Advice is given from other advisors, they get a fee training package and they see how ready they are for Cyber Essentials.
Then they are tested to see how well they have learnt, including phishing exercises, smishing exercises, social engineering, and recovery rehearsals.
Then they are reviewed again later, and their score should change.
Unsworth concluded, If your organisation would like to help make a difference, the LDSC would welcome your input.
Recent research by the centre demonstrates the scale of the SME problem:
1. 69 percent are running outdated software on their network
2. 74 percent do not have policies regarding use of bring your own device (BYOD)
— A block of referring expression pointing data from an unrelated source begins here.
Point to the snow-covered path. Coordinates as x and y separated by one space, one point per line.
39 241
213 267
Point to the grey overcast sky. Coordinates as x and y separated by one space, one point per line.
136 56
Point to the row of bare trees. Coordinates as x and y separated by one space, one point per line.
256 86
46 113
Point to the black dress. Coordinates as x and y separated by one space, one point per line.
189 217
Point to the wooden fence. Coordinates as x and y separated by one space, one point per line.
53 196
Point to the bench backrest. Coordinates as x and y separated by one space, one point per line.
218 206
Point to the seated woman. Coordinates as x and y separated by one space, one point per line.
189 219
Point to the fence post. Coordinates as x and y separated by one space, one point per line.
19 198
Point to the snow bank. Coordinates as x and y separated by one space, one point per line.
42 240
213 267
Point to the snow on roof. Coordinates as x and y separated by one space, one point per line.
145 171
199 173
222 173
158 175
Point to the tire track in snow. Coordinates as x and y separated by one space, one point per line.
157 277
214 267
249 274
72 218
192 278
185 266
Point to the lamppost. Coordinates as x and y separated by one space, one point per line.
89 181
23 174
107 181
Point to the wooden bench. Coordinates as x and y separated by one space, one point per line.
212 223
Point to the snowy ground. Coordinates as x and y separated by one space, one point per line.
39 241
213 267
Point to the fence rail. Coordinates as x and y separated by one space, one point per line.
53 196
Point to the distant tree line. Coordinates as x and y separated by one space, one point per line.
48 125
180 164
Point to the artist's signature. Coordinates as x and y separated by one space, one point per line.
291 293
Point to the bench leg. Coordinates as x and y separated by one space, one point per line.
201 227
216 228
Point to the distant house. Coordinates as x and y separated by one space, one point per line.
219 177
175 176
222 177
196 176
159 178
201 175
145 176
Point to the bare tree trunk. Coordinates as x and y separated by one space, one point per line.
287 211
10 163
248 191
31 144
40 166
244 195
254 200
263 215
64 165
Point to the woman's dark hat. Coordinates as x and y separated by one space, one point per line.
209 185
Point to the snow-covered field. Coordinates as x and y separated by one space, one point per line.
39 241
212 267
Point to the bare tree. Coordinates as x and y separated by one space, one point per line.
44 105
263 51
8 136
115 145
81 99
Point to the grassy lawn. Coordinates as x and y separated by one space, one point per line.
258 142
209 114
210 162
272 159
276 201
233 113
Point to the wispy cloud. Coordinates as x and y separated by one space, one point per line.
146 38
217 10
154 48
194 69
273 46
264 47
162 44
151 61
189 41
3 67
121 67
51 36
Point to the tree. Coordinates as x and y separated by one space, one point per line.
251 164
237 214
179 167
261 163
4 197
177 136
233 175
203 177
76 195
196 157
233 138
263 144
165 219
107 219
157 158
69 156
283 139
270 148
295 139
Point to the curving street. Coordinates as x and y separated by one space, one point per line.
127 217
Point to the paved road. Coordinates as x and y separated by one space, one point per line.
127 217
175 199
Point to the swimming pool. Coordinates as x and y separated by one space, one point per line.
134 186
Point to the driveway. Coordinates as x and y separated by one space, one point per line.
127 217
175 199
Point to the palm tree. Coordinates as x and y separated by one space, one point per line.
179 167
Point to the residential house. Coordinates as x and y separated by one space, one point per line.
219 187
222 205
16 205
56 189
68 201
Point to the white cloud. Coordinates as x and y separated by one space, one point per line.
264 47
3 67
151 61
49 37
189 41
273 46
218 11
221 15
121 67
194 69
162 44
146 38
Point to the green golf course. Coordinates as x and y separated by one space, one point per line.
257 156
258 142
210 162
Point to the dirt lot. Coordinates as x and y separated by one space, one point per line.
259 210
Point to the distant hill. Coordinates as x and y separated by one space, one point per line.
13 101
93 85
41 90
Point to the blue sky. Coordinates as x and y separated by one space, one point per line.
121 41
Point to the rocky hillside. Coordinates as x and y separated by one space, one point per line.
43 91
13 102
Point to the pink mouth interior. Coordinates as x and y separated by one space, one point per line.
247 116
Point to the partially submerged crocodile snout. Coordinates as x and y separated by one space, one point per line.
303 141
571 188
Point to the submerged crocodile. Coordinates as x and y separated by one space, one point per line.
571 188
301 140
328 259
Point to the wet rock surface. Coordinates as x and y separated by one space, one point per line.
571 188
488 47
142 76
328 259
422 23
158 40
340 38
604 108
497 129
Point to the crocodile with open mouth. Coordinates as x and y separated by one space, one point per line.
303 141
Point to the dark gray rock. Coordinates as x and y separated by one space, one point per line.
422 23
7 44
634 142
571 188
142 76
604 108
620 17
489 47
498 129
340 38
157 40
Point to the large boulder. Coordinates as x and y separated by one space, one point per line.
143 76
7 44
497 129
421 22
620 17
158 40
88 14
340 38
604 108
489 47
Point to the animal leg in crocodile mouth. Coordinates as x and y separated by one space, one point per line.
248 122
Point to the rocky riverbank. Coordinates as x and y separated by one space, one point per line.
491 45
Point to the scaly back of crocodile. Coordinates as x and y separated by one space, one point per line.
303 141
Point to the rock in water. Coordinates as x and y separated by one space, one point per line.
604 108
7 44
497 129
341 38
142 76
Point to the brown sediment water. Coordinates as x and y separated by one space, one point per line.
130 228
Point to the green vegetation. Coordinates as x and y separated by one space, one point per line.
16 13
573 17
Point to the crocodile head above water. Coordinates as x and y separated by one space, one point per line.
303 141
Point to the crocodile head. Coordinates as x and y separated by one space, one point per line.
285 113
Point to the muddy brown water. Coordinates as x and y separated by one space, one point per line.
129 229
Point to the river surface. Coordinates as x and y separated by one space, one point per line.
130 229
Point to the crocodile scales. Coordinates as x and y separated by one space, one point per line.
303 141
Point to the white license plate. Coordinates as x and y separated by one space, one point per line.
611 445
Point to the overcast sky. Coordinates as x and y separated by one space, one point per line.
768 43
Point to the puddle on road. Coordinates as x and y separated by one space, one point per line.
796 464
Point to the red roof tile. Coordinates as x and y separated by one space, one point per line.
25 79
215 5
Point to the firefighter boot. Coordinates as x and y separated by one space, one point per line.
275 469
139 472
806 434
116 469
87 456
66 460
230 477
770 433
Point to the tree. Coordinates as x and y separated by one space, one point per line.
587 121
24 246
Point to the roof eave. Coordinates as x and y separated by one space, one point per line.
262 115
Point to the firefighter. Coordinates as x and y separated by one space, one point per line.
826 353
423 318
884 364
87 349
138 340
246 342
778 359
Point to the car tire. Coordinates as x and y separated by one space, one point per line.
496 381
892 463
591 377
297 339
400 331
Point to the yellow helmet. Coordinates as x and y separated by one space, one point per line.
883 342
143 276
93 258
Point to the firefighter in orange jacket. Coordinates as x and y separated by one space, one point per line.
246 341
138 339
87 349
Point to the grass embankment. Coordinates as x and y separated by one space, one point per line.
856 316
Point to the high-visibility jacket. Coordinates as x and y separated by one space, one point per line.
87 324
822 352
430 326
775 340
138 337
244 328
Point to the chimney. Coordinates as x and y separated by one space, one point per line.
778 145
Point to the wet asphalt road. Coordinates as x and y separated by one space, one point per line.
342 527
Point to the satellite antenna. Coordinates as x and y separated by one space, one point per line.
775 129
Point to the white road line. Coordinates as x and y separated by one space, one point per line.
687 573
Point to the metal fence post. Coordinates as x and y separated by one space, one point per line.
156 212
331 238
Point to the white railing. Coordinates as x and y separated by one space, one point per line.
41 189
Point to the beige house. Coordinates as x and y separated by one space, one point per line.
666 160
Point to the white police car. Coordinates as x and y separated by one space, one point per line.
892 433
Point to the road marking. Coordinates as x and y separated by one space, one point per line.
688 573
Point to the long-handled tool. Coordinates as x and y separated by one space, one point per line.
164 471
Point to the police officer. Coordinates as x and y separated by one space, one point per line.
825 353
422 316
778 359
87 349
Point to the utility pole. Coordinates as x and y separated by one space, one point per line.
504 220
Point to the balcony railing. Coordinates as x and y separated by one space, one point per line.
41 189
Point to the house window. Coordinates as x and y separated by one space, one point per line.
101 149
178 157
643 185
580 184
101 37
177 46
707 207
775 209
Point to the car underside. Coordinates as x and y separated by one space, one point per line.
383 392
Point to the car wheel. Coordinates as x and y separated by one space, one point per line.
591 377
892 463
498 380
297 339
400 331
3. 24.59 percent do not have anti-virus programmes on their machines
4. 69 percent do not use encryption software
5. 84.54 percent do not use digital signatures
6. 76.58 percent do not use DMARC (Domain-based Message Authentication, Reporting and Conformance, an email authentication, policy and reporting protocol).
As a result, the London Digital Security Centre has issued its best practice advice on digital security for SMEs which includes:
1. Install the latest software and app updates; they contain vital security upgrades which help protect against viruses and hackers
2. Use strong and separate passwords for your key accounts, including email and online banking and use three random words to make a strong and memorable password
3. Provide staff with access to simple, freely-available cyber security training
4. Back up essential data at regular intervals
5. Conduct a cyber security risk assessment for your business
6. Seek accreditation through the Government-endorsed ‘Cyber Essentials' scheme
7. Never disclose security details such as passwords or PINs
8. Don't assume an email, text or call is authentic; just because someone knows your basic details, it doesn't mean they are genuine
9. Ensure that administration accounts are not used for routine activities such as browsing and emailing
10. Deploy DMARC and SPF (Sender Policy Framework, validates a message's email domain).